The Rational Optimist
How Prosperity Evolves
By Matt Ridley
Fourth Estate, 438pp.
Reviewed: 26 June, 2010
I opened this book with some hope. The title offered a chance to be both optimistic and rational.
By the end of the book the gloom had been stirred, but not shaken. The welcome stir was Matt Ridley’s catalogue of our remarkable human history of adapting to great and unforeseeable problems, on every scale from the microbial to the global. We have also generated almost continuous growth in overall quality of life, across most of a multiplying global population.
Regrettably, Ridley’s arguments did not shake this reader’s view that the individuals of our species, given freedom of choice, too often choose to avoid the measurable, individual short-term pain that is needed for an immeasurable, collective long-term gain.
Ridley presents himself as a true believer that private enterprise and market forces are the only reliable engine of prosperity. A claim to be rational is always contestable. Ridley is really an optimistic neo-liberal, and his guru is Friedrich Hayek, the father of neo-liberal economics.
Ridley blames society’s failures on a very long list of human villains: chiefs, priests, poll-driven politicians, bureaucrats, financiers, professors, out-of-control militarists, privilege-seeking corporations and monopolists. All are described as “parasites” on the productivity generated by the hard-working makers and traders further down the social tree.
It can be confusing for a reader to work out how, if the role of government should always be minimized, then all these competing stakeholder interests are to be reconciled.
Ridley clearly states that the key to trust in markets lies in stable institutions backed by an accepted rule of law. But he doesn’t seem to trust anyone who might have the responsibility for generating, renovating or administering such institutions and laws.

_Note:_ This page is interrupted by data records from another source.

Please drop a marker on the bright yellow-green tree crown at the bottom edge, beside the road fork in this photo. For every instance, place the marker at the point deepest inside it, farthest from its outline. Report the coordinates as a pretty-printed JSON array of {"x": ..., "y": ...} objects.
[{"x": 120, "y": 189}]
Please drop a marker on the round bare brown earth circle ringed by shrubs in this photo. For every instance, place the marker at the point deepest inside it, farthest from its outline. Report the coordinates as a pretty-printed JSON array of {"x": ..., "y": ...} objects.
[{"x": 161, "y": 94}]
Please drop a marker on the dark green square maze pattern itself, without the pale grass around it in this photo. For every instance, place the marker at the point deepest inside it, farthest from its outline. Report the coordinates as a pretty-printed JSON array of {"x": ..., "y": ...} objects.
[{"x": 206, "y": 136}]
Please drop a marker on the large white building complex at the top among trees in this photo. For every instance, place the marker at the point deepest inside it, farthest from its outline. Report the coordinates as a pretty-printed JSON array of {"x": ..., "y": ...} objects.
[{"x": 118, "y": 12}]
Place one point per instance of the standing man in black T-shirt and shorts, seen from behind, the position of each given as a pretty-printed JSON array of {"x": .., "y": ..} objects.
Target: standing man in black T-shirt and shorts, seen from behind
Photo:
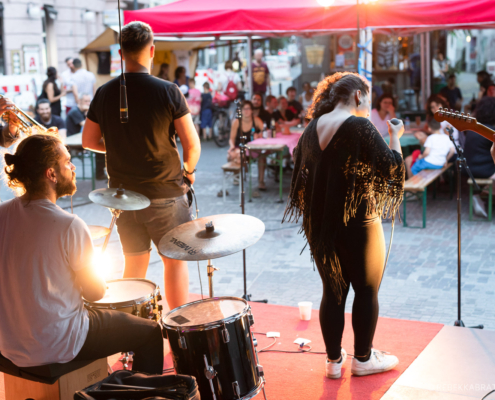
[{"x": 142, "y": 156}]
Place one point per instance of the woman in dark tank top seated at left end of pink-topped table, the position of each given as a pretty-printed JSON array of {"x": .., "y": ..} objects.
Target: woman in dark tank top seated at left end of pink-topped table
[{"x": 251, "y": 128}]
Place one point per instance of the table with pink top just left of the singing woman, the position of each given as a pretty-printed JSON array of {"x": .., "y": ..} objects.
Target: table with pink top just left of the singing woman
[{"x": 277, "y": 145}]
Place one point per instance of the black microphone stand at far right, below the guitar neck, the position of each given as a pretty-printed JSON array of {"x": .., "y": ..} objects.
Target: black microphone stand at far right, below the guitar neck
[{"x": 460, "y": 162}]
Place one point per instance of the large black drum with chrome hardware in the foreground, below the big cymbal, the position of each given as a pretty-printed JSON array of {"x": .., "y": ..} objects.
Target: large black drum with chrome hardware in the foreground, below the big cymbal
[{"x": 211, "y": 340}]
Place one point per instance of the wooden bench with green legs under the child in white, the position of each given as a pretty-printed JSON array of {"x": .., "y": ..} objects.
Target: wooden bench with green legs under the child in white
[{"x": 418, "y": 185}]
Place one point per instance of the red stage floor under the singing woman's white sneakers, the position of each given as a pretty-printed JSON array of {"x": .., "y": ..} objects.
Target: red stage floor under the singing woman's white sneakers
[{"x": 302, "y": 376}]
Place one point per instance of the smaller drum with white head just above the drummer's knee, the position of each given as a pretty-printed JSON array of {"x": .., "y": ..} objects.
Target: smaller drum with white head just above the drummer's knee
[{"x": 138, "y": 297}]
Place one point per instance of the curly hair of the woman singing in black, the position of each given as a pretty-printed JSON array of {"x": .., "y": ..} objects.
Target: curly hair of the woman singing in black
[{"x": 334, "y": 89}]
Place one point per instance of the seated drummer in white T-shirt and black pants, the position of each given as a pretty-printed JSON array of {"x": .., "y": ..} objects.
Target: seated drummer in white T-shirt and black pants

In the end, Ridley pins his optimism on Hayek’s concept of “catallaxy”. He believes human intelligence will become more collective, and innovation will become more bottom up, thanks to the “dot-communism” of information exchange enabled by the Internet and allied communication ecologies. This will (probably) solve all challenges, if only the human “parasites” can be kept at bay.
This book needs to be read as a polemic. Facts and opinons are marshalled to support a rhetorical purpose rather than pretending to offer a balanced enquiry. I found enough instances of dubious attribution, or casual dismissal of effects on large populations, to stir my skeptical juices.
Richard Thwaites has worked with politicians, public servants and journalists.